Real Mathematicians prefer a different number grid puzzle called the magic square in which the columns, rows, and sometimes diagonals, sum to a particular number. A famous example, shown above, is the 4 x 4 magic square summing to 34 found in Melencolia I, a 1514 engraving by Albrecht Dürer (1471–1528), now located at the Staatliche Kunsthalle Karlsruhe. Not only is 34 found in rows, columns, an diagonals, but also in each of the quadrants and the center four squares.
(Via Wikimedia Commons. Click for larger image.)
When something is too hard, I usually search for a computer solution. In 1998, I wrote a
computer program that assisted in unscrambling the Jumble words. I reasoned that a word, even when its letters are scrambled, can be identified by a
hash function, implemented as a
checksum in which the
ASCII values of its letters are
summed. As an example,
tikalon gives 754 as this sum. Even in 1998, there were quite a few
English word lists available on the
Internet; so, generating a
lookup table was easy. My
Linux desktop computer has a 1
megabyte text file of English words at
/usr/share/dict/american-english/words that's also linked from
/etc/dictionaries-common/words to make access possible for particular programs. Occasionally, there would be
hash collisions in which multiple words are found to have the same checksum value, but the proper word can be identified by context.
This simple example of a hash function makes it easy to search through a large
data set, but more complex hash functions can be used to
verify the authenticity of a
document or
computer file. One of the first of these was
SHA-1 (Secure Hash Algorithm 1), a hash function that produces a 160 bit hash value called a
message digest. SHA-1 was developed by the
United States National Security Agency in 1995 and issued as a standard by the
United States National Institute of Standards and Technology.[2]
By today's standards, SHA-1 is very simple to
code, as its
pseudocode description on Wikipedia demonstrates. The computers of today are far more powerful than those of 1995; and, as a consequence, SHA-1 was seldom used after 2017, and it's not recommended for use. Instead, similar hash functions with a greater number of bits, such as
SHA-256 with 256 bits, are recommended.
Such hash functions can easily discern even the smallest changes in a message. For example, the common
phrase,
The quick brown fox jumps over the lazy dog is easily distinguished from one in which the initial capital letter is made to be lower case; i.e.,
the quick brown fox jumps over the lazy dog. The first example gives an SHA-1 hash of
2fd4e1c67a2d28fced849ee1bb76e7391b93eb12,
while the hash value of the second is
16312751ef9307c3fd1afbcb993cdc80464ba0f1.[3]
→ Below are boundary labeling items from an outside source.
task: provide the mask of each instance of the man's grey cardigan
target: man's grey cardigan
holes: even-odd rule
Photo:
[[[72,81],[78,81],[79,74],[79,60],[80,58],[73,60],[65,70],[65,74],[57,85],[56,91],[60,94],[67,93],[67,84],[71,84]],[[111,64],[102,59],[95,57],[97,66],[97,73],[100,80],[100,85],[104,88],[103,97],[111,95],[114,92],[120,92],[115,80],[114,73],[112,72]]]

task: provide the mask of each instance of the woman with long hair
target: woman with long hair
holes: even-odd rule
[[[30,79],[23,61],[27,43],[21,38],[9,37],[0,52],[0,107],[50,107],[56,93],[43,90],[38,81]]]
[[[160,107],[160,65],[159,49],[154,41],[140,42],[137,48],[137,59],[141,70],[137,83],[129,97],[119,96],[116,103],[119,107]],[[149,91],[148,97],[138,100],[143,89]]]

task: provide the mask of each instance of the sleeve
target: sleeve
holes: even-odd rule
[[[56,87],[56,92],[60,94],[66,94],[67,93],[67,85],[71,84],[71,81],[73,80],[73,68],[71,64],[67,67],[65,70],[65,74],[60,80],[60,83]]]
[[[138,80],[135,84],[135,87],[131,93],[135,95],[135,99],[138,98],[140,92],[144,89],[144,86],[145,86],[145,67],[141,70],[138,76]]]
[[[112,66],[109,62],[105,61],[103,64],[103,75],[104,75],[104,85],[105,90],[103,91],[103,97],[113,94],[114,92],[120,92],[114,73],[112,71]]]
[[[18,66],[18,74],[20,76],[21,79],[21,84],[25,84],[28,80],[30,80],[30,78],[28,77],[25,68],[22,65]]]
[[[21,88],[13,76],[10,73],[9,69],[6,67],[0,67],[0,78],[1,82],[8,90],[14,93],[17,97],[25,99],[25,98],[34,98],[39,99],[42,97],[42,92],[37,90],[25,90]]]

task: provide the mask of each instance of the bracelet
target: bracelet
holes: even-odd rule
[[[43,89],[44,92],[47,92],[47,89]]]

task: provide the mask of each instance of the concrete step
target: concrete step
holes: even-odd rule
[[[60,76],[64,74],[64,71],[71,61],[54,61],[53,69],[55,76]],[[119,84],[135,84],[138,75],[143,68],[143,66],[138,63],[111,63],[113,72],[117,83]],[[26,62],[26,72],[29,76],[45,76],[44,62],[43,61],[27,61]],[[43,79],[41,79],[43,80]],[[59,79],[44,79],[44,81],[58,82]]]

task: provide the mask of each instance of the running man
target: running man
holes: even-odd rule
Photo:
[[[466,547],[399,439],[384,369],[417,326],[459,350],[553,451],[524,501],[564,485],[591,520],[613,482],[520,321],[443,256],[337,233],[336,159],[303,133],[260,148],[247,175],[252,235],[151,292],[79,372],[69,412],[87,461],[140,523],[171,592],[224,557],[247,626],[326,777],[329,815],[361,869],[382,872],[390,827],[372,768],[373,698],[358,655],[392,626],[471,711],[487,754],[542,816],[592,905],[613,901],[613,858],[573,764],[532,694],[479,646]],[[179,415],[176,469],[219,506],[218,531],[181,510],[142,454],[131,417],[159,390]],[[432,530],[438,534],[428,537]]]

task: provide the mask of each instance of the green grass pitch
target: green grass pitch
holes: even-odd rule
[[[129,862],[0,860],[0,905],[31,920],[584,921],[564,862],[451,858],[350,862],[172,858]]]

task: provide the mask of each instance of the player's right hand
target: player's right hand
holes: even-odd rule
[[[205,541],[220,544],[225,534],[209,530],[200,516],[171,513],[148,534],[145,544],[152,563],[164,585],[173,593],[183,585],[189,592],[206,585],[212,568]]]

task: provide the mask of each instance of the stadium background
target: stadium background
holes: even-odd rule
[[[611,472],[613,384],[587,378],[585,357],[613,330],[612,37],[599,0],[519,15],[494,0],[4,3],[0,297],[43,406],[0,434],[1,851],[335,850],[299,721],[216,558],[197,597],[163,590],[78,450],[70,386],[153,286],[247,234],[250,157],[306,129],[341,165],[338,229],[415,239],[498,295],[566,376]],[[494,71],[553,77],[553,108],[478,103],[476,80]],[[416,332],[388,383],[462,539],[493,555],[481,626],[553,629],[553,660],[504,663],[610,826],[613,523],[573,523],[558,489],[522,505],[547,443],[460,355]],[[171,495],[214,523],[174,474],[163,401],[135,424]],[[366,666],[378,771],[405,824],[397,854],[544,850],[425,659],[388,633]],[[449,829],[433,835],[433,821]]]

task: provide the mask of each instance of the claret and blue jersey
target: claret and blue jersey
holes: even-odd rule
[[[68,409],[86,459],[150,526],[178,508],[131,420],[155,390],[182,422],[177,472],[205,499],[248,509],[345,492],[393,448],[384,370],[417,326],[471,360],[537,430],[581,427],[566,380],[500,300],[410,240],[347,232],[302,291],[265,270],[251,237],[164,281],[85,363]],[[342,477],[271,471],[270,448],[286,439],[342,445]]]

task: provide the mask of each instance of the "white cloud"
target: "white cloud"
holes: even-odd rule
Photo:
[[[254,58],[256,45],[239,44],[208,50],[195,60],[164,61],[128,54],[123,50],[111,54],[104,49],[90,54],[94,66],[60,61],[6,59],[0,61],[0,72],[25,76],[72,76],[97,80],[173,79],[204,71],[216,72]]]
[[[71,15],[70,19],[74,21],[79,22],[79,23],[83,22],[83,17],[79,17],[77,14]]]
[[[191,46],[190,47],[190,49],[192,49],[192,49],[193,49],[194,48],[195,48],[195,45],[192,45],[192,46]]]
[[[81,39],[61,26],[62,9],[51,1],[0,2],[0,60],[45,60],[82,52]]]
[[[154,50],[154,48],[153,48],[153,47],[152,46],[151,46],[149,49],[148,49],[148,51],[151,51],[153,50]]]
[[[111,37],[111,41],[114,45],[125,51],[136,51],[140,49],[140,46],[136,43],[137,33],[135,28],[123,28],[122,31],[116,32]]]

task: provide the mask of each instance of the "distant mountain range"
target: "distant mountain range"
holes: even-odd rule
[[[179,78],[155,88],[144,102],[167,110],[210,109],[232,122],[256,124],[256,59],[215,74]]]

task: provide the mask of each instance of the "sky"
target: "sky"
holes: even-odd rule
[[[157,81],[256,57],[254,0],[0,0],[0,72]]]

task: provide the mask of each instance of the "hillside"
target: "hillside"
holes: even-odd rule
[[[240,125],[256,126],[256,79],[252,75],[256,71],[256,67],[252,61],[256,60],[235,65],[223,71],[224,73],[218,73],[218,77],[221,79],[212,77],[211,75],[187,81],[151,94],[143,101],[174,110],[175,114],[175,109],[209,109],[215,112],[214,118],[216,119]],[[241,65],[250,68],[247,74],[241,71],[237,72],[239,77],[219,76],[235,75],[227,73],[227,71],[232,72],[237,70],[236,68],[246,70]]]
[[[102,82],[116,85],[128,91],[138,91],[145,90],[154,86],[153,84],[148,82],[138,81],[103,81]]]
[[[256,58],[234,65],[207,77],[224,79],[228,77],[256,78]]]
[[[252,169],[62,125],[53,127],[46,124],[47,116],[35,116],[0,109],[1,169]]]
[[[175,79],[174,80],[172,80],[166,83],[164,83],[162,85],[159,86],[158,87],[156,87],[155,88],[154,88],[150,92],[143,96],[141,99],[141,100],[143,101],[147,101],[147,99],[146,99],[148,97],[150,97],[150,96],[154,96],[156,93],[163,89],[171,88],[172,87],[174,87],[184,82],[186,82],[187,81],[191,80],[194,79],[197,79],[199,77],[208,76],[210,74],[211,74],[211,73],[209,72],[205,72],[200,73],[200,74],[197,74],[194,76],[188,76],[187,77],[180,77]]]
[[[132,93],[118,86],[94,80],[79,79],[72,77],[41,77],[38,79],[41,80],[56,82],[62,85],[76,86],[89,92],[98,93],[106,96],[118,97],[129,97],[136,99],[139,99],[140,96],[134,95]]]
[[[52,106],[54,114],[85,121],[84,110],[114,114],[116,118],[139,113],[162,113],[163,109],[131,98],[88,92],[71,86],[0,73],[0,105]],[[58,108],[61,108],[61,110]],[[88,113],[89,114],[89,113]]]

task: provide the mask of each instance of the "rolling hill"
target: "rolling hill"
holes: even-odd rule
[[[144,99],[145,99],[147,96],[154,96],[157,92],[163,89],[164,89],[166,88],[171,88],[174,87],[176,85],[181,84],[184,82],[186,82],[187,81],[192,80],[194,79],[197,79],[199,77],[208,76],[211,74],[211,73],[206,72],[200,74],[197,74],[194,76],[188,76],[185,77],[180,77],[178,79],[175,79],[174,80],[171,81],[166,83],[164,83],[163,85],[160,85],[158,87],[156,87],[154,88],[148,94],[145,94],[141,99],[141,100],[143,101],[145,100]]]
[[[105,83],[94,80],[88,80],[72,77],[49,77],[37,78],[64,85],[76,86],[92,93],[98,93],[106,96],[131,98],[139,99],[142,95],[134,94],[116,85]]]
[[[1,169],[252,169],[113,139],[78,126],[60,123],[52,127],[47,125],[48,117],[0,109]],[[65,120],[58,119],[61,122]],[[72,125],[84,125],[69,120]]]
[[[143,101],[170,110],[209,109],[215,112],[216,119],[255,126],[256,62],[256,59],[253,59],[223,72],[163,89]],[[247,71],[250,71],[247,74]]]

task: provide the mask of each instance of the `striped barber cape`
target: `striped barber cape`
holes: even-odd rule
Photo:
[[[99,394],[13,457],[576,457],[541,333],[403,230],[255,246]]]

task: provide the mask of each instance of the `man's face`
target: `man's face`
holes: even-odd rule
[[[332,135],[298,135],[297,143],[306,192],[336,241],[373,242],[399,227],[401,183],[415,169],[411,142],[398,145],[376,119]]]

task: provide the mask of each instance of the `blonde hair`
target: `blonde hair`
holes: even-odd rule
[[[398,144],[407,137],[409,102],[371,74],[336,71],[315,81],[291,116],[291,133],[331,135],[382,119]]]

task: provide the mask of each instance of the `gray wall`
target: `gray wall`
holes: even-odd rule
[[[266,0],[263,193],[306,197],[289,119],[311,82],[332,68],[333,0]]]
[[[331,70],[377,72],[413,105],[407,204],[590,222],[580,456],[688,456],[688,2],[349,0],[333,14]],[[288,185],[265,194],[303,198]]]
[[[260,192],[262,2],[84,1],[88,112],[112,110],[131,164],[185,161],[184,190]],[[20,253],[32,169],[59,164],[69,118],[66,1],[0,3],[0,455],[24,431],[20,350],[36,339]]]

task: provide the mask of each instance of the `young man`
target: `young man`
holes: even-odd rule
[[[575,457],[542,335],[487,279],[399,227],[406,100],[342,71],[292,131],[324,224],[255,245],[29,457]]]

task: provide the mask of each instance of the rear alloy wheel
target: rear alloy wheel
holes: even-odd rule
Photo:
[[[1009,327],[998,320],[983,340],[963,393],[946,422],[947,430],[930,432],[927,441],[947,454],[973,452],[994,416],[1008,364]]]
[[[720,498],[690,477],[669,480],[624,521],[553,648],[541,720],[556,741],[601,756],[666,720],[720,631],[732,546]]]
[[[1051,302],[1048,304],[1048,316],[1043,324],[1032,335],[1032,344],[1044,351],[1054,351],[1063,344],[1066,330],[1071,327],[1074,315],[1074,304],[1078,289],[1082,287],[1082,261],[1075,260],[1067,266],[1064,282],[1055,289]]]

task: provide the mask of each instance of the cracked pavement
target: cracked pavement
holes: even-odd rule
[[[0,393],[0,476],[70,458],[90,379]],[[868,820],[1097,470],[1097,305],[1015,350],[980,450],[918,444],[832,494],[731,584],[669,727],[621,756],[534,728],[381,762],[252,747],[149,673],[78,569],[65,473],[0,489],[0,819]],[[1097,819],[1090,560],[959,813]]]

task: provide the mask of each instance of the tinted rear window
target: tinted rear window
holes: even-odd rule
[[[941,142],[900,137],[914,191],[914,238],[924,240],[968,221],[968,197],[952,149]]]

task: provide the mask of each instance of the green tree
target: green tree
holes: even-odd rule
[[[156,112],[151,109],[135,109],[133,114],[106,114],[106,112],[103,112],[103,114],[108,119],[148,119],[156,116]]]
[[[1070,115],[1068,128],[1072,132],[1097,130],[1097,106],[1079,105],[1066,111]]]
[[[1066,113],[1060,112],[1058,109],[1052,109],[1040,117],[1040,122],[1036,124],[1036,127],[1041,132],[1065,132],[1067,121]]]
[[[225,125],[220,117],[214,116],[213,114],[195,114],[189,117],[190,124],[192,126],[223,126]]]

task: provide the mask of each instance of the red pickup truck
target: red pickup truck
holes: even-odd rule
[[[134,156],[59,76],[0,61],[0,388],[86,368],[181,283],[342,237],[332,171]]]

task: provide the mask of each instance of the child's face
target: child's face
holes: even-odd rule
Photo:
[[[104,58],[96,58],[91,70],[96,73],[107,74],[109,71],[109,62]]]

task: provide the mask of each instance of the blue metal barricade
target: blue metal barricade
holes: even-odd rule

You can see that a change of just one letter results in a huge difference in the result.
It's always interesting to read about the
early days of computing and the
pioneers who accomplished so much with their limited
electronic resources. The
IEEE Spectrum magazine published an article in 2018 by
Hallam Stevens,
history professor at
Nanyang Technological University,
Singapore, about
IBM engineer,
Hans Peter Luhn.[4] Luhn was an early developer of computer hash functions.[4]
As another reminder of the major accomplishments done by the many people who
emigrated to the United States, Luhn was born in 1896 (a year after the birth of my
maternal grandmother), in
Barmen, Germany, which is now merged with other
cities into
Wuppertal. Luhn was fortunate in being born into an
affluent family, but he was at the right age to serve as a
German soldier in
World War I. After the war, Luhn became involved in the
textile industry; and, being an engineer, in 1927 he
invented a device, called the Lunometer, to measure the
thread count of
cloth.[4]
Fig. 1 from US Patent No. 2,011,722, "Recipe Guide," by Hans P Luhn, August 20, 1935.
This guide determined what cocktails could be made with available ingredients. The invention was timely, since Luhn filed with the Patent Office on September 16, 1933, and Prohibition in the United States ended on December 5, 1933.
Some of Luhn's early inventions included a device for shaping women's stockings, and a game table.[4]
(Via Google Patents.[5] Click for larger image.)
Luhn joined IBM to pursue inventions in
information storage and retrieval technologies more advanced than the cocktail recipe guide of
US Patent No. 2,011,722, shown in the above figure. He was a true inventor, producing 70 patents for his
employer, IBM.[4] In the late
1940s, Luhn partnered with
chemists at MIT, to produce a
punch card system to search through
chemical compounds.[4] He also invented the
check digit for
verification of
credit card numbers known as the
Luhn modulus 10 algorithm,[4,6] as well as the idea of
content-addressable memory as a method of search.[4]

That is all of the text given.